Indeed ICE has not gone far enough. It should recognize the applicability of the Prison Rape Elimination Act standards to immigration detention. When Congress enacted the law in 2003, it was intended to protect every individual in government custody. But ICE and its parent agency, the U.S. Department of Homeland Security, are resisting and leaving people at greater risk of rape and sexual assault in immigration detention. 

Rep. Smith rightly points out that immigration detention is expensive, costing $2 billion annually. But the solution is not to deprive detainees the basic care and treatment that U.S. law and common decency require as Smith proposes. The better solution that ICE uses but could implement more effectively is alternatives to detention, such as release on bond, intensive supervision and GPS-technology, that cost a dime for each dollar spent on jails. ICE should screen people more carefully for these more humane and cost effective methods.
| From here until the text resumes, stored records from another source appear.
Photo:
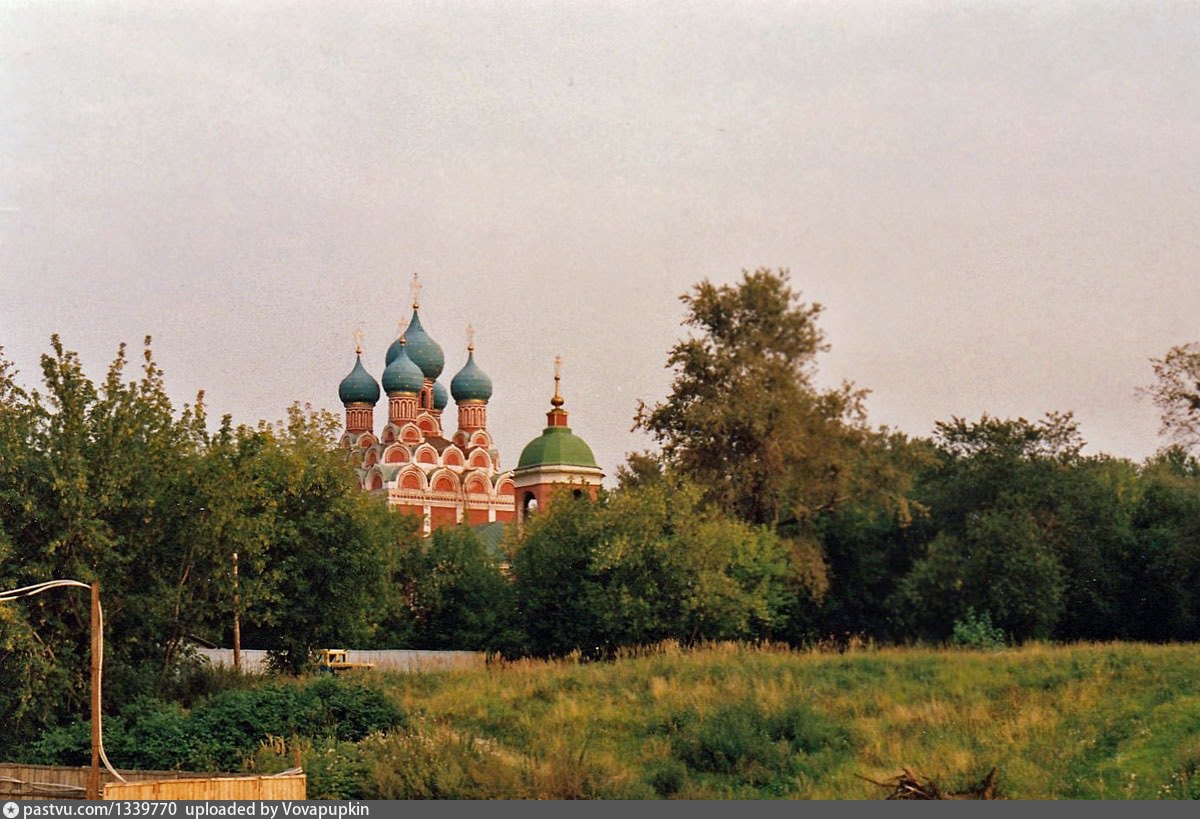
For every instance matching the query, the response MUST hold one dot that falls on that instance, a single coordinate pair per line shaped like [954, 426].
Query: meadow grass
[738, 722]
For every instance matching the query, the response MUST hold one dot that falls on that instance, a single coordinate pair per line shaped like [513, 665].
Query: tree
[325, 548]
[1177, 393]
[995, 543]
[647, 563]
[744, 419]
[461, 599]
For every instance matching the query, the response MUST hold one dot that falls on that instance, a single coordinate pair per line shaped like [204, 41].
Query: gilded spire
[557, 401]
[417, 291]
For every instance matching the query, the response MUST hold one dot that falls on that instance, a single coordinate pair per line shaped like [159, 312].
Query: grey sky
[997, 203]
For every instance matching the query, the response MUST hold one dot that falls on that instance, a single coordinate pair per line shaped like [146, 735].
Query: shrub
[756, 748]
[977, 632]
[220, 733]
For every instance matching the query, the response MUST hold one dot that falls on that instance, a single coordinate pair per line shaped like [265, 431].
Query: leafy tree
[744, 419]
[462, 601]
[993, 497]
[329, 545]
[647, 563]
[553, 579]
[1163, 572]
[1176, 393]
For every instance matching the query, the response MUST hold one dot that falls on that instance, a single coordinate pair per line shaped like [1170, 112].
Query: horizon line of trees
[796, 521]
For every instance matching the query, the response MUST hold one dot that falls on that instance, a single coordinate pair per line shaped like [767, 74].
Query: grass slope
[1077, 722]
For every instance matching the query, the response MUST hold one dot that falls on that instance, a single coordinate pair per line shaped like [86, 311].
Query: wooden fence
[29, 782]
[244, 787]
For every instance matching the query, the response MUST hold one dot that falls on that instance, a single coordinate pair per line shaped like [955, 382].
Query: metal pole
[96, 637]
[237, 623]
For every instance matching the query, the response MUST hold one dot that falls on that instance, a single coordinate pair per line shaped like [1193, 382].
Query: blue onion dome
[393, 351]
[471, 383]
[425, 352]
[441, 396]
[359, 387]
[403, 376]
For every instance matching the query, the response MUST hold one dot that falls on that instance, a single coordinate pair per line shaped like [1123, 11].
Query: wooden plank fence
[291, 787]
[41, 782]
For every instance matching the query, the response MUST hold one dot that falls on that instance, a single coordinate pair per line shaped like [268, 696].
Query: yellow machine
[334, 661]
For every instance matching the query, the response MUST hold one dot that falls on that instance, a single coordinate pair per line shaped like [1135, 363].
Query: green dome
[425, 352]
[359, 387]
[557, 446]
[441, 396]
[471, 383]
[402, 376]
[393, 351]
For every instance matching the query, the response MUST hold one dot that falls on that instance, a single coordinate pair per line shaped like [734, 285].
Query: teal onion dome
[441, 396]
[359, 387]
[402, 375]
[425, 352]
[557, 446]
[471, 383]
[393, 351]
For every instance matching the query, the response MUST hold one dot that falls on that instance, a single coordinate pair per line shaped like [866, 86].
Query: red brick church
[449, 479]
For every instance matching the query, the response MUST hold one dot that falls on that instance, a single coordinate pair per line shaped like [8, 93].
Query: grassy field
[1077, 722]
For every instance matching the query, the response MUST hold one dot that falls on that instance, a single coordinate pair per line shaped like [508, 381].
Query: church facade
[451, 478]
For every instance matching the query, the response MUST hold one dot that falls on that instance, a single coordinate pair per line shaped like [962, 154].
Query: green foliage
[220, 733]
[755, 747]
[977, 632]
[643, 565]
[107, 482]
[744, 419]
[1176, 393]
[460, 599]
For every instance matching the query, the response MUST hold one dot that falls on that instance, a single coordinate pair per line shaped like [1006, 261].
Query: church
[453, 479]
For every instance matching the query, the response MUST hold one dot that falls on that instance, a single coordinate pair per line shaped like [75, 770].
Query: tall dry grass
[733, 721]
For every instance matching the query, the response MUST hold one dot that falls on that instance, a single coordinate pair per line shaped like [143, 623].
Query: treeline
[771, 509]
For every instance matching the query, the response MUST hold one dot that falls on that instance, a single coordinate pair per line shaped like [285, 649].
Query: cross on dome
[417, 291]
[557, 401]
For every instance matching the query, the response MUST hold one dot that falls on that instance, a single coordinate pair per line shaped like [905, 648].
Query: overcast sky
[996, 202]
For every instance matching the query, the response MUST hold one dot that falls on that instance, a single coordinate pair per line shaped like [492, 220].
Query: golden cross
[557, 401]
[417, 291]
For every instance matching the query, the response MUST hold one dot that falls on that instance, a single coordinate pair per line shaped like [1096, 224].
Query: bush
[220, 733]
[756, 748]
[977, 632]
Smith’s statement betrays a callousness that is unacceptable when we are talking about the detention of human beings.  Over the years he has proposed extreme measures, such as H.R. 1932, that grossly misuse detention and are clearly unconstitutional. To take away one’s liberty is a power that must be exercised carefully and with restraint. And when someone is jailed, our government bears the responsibility for caring properly for them.

Chen is the director of advocacy for the American Immigration Lawyers Association. The AILA is the national association of over 11,000 attorneys and law professors who practice and teach immigration law.